IP

Network layer

Path-selection algorithms is implemented in

  • routing protocols: OSPF (inside 1 ISP), BGP (over multiple ISPs)
  • SDN controller: Used in DC (data center)

Network layer uses IP protocol, but ICMP protocol is also used.
ICMP is a network layer protocol that reports error between routers.

IP Datagram

IP Datagram

Each header is 32 bits (4 bytes).
Theoretical maximum length of datagram is 64K bytes, but typically IP datagram's maximum length is 1500 bytes or less.

IP header size is 20 bytes in IPv4. (40 bytes in IPv6)
Theorically IP header can include more options, but it is not used.

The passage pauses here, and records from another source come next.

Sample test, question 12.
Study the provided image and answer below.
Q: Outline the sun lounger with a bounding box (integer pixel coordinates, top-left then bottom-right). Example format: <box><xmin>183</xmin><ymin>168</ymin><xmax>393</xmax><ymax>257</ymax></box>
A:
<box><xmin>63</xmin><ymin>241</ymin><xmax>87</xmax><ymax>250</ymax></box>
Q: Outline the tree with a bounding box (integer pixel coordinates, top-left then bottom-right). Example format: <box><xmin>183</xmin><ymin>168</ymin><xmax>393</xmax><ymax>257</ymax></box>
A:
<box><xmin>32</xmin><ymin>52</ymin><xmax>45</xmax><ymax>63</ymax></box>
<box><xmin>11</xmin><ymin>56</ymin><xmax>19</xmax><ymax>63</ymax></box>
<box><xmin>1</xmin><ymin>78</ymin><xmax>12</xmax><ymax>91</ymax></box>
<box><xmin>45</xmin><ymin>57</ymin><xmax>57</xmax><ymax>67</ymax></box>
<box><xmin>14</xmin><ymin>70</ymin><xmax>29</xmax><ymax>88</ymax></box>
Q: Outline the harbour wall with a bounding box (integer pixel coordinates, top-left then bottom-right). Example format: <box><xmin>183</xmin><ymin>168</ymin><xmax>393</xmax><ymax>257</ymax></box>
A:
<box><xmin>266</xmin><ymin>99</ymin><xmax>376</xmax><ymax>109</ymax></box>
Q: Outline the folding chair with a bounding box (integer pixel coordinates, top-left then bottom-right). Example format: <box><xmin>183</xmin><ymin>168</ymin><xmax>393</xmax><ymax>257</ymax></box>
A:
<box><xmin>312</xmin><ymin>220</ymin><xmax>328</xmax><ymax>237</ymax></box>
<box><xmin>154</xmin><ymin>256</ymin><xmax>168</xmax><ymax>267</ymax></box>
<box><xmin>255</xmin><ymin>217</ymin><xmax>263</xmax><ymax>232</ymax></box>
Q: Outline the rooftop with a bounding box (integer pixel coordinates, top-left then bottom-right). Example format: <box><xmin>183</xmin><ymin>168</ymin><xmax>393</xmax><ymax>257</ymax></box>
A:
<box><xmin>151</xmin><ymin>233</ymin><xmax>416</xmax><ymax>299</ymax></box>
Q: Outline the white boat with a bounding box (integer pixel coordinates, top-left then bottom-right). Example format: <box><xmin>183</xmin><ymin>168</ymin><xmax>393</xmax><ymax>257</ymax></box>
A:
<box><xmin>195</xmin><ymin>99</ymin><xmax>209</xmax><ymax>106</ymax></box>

Payload is typically a TCP or UDP segment.

First header

  • First four bits is IP protocol version numer (4, 6)
    The IPv5 protocol used to exist as an experiment, but it is no longer in use.
  • Header length (If header length is 5, actual header length is 5 * 4bytes = 20 bytes)
  • Type of service (e.g. ECN)
  • Total datagram length as bytes

Second header

Second header is used for fragmentation.

  • 16-bit packet identifier
  • Flags (Is fragmented?)
  • Fragment offset (divided by 8)

IP fragmentation

IP packet size can't exceed MTU (Maximum Transmission Unit). MTU is usually 1500 bytes.
If IP packet is larger than MTU, router will split packet into multiple MTU size packets. (fragmentation)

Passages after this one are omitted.